Google Burnishes Chrome for Browser Battle
Google has launched a beta version of its open source Web browser, Chrome, which is specifically designed to handle the demands of today's Web-based applications. Chrome enters a browser market crowded with competitors jostling to unseat Microsoft's Internet Explorer from its dominant position.
Google is getting into the browser game with its first beta release of Chrome. The long-rumored open source project is scheduled to become available to users in 100 countries Tuesday, starting a new battle for loyalty within the Internet Explorer and Firefox user bases.
Chrome boasts a slew of features designed to improve stability and speed. The question, though, is whether the company that revolutionized Web search can make a dent in the already competitive browser market -- or whether its offering will fizzle in comparison to the offerings already up for grabs.
One of the most noteworthy features of Chrome is its "isolated sandbox" approach, Google VP of Product Management Sundar Pichai and Engineering Director Linus Upson wrote in their blog announcement Monday. Put simply, the software opens every tab in its own individual compartment, so to speak -- so if one site crashes, your whole browser won't go down. Behind-the-scenes features such as this seem to be the focus of Chrome -- as opposed to flashy interface-based options.

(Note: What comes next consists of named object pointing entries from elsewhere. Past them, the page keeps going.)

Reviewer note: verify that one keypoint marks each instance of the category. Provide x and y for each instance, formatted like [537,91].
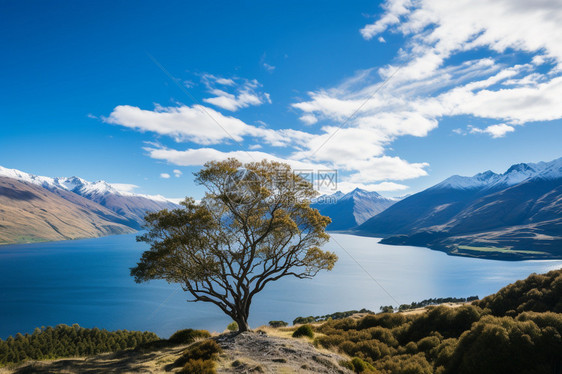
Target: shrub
[277,324]
[199,367]
[304,330]
[188,336]
[205,350]
[70,341]
[360,366]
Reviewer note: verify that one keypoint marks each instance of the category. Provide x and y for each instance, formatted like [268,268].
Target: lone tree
[254,226]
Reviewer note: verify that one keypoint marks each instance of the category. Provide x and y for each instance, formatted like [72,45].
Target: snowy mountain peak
[73,184]
[514,175]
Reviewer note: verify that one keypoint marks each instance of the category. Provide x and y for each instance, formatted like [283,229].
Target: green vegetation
[337,315]
[253,226]
[538,293]
[435,301]
[68,341]
[517,330]
[498,249]
[199,358]
[233,326]
[276,324]
[304,330]
[188,336]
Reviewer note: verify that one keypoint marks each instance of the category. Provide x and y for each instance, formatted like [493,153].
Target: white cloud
[198,124]
[124,187]
[199,156]
[378,187]
[243,93]
[309,119]
[421,88]
[495,131]
[268,67]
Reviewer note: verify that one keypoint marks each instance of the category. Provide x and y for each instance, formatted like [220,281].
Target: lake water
[87,282]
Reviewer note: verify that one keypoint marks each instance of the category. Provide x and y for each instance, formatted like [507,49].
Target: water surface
[88,282]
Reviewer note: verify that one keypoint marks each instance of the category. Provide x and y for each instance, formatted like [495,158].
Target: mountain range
[351,209]
[514,215]
[36,208]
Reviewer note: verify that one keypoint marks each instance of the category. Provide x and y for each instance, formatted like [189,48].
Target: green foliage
[466,339]
[276,324]
[233,326]
[537,293]
[436,301]
[253,226]
[387,309]
[506,345]
[360,366]
[188,336]
[69,341]
[304,330]
[199,367]
[337,315]
[205,350]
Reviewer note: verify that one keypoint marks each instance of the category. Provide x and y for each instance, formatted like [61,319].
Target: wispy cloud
[234,93]
[495,131]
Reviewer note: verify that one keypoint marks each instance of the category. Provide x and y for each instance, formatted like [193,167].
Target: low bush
[69,341]
[304,330]
[277,324]
[199,367]
[188,336]
[205,350]
[233,326]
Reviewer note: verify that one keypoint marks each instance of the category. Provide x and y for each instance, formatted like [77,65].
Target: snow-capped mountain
[351,209]
[514,175]
[130,206]
[521,208]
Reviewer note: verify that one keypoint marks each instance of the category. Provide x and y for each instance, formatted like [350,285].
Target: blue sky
[395,95]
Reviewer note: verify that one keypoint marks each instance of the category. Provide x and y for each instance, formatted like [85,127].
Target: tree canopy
[253,226]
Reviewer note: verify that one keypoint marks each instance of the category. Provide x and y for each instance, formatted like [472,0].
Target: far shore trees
[254,226]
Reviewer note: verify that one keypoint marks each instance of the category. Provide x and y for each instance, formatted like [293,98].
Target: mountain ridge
[514,215]
[350,209]
[37,208]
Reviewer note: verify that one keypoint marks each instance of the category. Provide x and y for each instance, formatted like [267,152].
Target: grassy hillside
[30,213]
[516,330]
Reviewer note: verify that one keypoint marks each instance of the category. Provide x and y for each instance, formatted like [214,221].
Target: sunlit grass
[498,250]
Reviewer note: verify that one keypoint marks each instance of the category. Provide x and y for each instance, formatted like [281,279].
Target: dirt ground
[248,352]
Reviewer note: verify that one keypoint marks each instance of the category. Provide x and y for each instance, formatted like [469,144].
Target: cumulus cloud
[199,156]
[495,131]
[198,124]
[124,187]
[367,112]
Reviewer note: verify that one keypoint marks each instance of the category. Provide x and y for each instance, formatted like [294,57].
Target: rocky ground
[249,352]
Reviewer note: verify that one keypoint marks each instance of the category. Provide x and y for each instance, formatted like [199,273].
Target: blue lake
[88,282]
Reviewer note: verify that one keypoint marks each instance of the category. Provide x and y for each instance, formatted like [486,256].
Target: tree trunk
[242,324]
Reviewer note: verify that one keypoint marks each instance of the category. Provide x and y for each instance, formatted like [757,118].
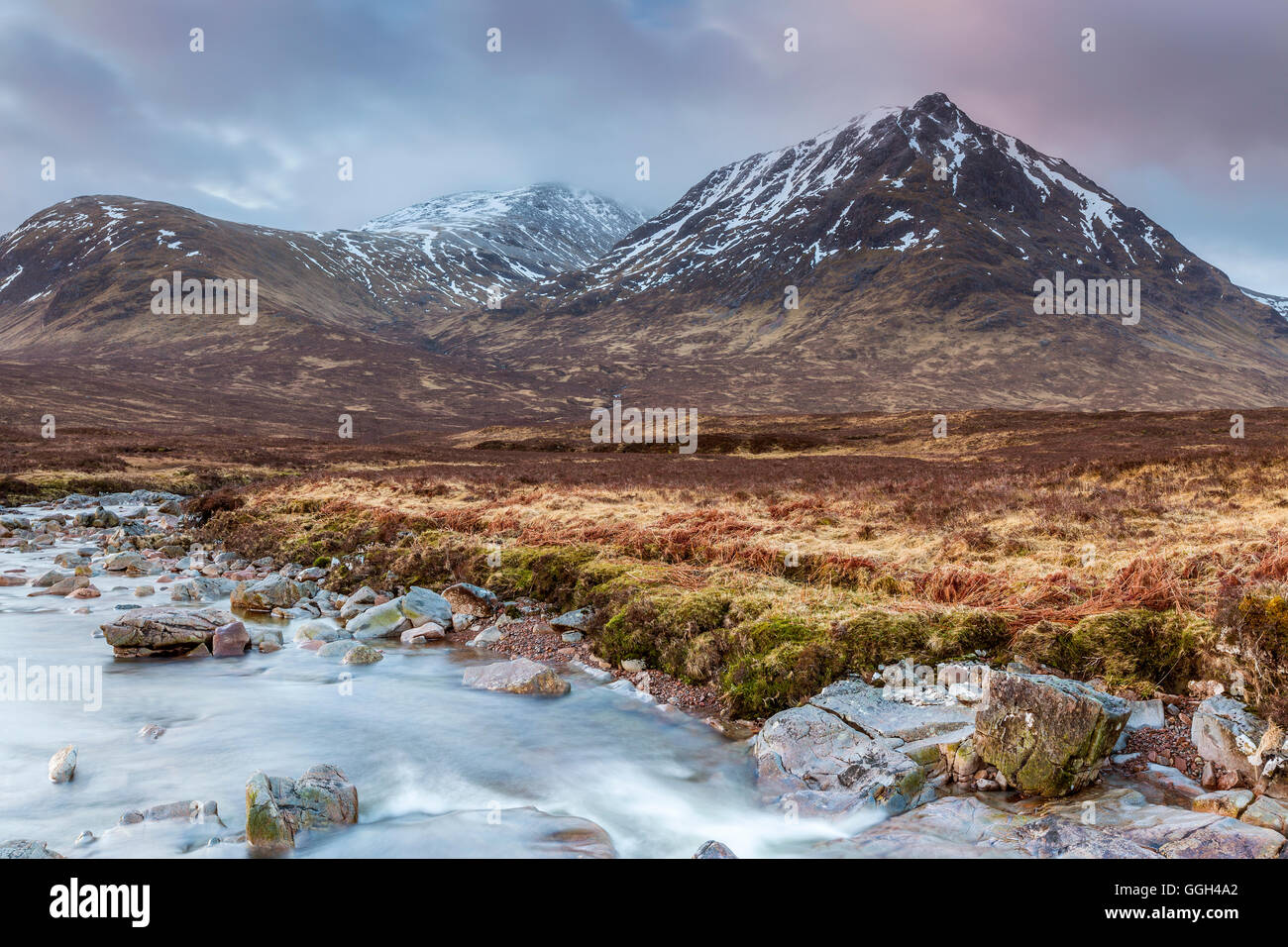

"Like the classic Google homepage, Google Chrome is clean and fast. It gets out of your way and gets you where you want to go," Pichai and Upson explain.
The initial beta will be Windows-specific, though Mac and Linux versions are currently under development.
Intrigue aside, whether Chrome can win crowds over may prove to be iffy. Ultimately, basic human nature could get in the way.
"One of the things that's going to work against Google a little bit is that typically, browser users don't change browsers unless the browser they're using is causing them some kind of problem," Rob Enderle, principal analyst with the Enderle Group, told TechNewsWorld. "They will try other browsers out, but they won't necessarily stick with them because they are creatures of habit," he said.
The first time isn't always the charm, either. As with any initial beta release, Enderle cautions users not to set expectations too high.
"I'm not expecting it to be a complete disaster, but generation one products do tend to have a certain amount of pain associated with them -- and that should be taken into account," he noted.
If any companies have reason to fear, Mozilla and Microsoft are certainly the ones that come to mind. Executives at both corporations have expressed only encouragement so far, welcoming the added user choice and expressing no worry. Still, there's bound to be some apprehension over the launch, even if it's not being publicly expressed.
"It's going to stir things up a bit," Enderle predicted.